I made a post in general fishing but it got deleted 
if this is not allowed or in the wrong section please move or let me know

Anyway, we are planning on going out on Sunday and are interested in trying a different spot. Is anyone going out in Trinity Bay that would let some rookies tag behind them and maybe teach us a thing or two? We usually fish East Bay and some of West but have heard good things about Trinity. Its about the same distance travel wise.. Im not looking for your fav fishing spot, just want to go out with someone who is knowledgable and can get around without getting stuck (as I tend to do  ) . Anyone know the average water depth around Trinity??


----------



## BullyARed

Don't tag behind an old salt, you know an old fart!


----------



## bubbas kenner

Mr mario8402 you really need not fallow no one .I thought the same thing just weeks ago trying to get a clue on trinity,I put in at thompsons go to the first wells you see and keep going well to well I did that and had a very good trip 2 tuesdays ago .Troll in to the well circle the well and move till you find the fish .be safe tight lines.


----------



## mario8402

cool thanks for the info. Do you have an address or approx location for Thompsons? finding a boat ramp that has bait is usually the first hurdle of learning a new area ha!


----------



## bubbas kenner

Going 146 north from laporte go to 146 buisness into baytown go past I think 1 or 2 traffic lights look for spur 55 its a stop sign go right, just before the cedar bayou bridge take that right it goes past a golf course and you will see a sign Thompson boat ramp.Hope that helps .Call them .


----------



## Fish-n-Chips

Water depth in Trinity averages 3-6ft, with deeper holes toward the center of the bay. What type of boat do you run? Trinity holds a lot of productive water and a huge bay to fish. If I were fishing this weekend I'd show you a few spots. I was there last friday and caught a bunch of trout 20-25" on a reef right as you enter the bay on the north shoreline in about 5 feet of water. Trout were on top tearing up the mullet. General good advice is first find bait, then look for fish. Spillway, Jacks Pocket, and Anuhac all good places to try this time of year. Get too far back up in the bay and it gets shallow up towards the marsh, so don't get stuck. Closest ramp to fish Trinity would be launch in Kemah and head across, unless you'd rather drive to baytown and luanch there. If you ever want to head out fishing let me know, perhaps split the cost of gas, as I drive from Pearland myself.


----------



## mario8402

thanks for the info, im sure we could hook up sometime and try it out sometime too!
I fish a 18' Critchfield CC ( I believe vhull) it can get somewhat shallow, like 2ft?
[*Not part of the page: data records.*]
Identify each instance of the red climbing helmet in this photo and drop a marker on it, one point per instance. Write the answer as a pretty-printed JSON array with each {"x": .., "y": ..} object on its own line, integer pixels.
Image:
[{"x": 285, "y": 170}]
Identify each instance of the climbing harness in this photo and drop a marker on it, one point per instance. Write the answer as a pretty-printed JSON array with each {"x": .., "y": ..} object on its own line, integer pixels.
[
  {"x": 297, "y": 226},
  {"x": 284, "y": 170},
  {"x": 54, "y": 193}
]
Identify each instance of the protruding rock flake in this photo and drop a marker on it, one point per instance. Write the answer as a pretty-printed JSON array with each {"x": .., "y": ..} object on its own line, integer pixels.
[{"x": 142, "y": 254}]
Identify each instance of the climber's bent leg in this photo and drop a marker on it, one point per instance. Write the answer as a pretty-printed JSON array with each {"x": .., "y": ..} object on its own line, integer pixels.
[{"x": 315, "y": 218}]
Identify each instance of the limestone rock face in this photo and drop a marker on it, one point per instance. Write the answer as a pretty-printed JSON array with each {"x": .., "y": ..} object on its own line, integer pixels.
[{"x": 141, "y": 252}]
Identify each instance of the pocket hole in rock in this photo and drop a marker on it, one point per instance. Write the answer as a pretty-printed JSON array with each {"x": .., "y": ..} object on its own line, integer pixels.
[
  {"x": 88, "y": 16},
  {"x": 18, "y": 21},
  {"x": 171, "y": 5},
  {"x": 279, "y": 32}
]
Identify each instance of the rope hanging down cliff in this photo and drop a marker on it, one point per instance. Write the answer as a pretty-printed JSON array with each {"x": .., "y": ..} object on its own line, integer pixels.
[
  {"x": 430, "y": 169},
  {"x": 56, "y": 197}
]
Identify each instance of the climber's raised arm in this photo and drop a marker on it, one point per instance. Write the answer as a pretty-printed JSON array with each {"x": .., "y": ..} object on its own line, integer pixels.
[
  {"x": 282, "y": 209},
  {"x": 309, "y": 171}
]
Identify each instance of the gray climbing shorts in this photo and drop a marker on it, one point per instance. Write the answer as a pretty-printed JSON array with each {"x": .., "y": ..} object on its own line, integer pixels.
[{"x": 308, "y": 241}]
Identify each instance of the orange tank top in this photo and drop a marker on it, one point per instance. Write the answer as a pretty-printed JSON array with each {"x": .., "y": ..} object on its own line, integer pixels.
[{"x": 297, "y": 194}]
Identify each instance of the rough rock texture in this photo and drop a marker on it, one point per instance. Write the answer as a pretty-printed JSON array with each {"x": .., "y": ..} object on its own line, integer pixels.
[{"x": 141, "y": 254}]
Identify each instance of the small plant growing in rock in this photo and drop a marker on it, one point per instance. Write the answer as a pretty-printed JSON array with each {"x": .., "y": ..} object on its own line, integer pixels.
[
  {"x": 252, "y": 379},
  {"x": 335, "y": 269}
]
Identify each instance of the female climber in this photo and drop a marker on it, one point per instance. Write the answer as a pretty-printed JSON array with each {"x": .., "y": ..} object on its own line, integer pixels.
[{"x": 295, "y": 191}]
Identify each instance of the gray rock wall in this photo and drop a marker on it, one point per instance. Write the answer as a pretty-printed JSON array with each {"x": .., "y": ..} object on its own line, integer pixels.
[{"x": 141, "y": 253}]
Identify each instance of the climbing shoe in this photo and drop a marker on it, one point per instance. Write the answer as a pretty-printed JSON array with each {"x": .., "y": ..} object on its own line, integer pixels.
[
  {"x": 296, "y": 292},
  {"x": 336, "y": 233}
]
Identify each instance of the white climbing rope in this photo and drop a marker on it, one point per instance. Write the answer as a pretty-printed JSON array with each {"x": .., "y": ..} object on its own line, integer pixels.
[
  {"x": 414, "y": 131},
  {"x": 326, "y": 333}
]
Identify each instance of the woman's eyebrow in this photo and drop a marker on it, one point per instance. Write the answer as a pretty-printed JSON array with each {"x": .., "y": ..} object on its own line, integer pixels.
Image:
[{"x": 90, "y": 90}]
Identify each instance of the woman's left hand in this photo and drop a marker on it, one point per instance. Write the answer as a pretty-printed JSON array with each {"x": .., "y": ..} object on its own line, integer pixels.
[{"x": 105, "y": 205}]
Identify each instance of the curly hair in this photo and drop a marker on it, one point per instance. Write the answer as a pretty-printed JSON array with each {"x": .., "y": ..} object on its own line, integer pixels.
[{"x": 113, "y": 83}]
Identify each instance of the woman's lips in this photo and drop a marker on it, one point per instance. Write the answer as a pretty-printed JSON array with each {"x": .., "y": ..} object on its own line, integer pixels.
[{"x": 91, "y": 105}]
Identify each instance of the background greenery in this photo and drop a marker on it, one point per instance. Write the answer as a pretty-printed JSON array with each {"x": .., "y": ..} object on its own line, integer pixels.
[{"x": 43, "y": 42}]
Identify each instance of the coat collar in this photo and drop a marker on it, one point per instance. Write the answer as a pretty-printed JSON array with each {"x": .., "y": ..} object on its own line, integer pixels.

Ill have to see what the wind is doing on sunday
i launched at sylvan beach boat launch last year and the waves were bad! we got soaked lol we got into some cut with some cranes and stuff to get out of the waves and didnt have much luck there


----------



## coolcj63

i i fish the anauhac area on most of my trips....mainly in the bayous and river channel....i did find my way to the spillway and caught some real nice fish there....would be willing to show you what i know about that area....


----------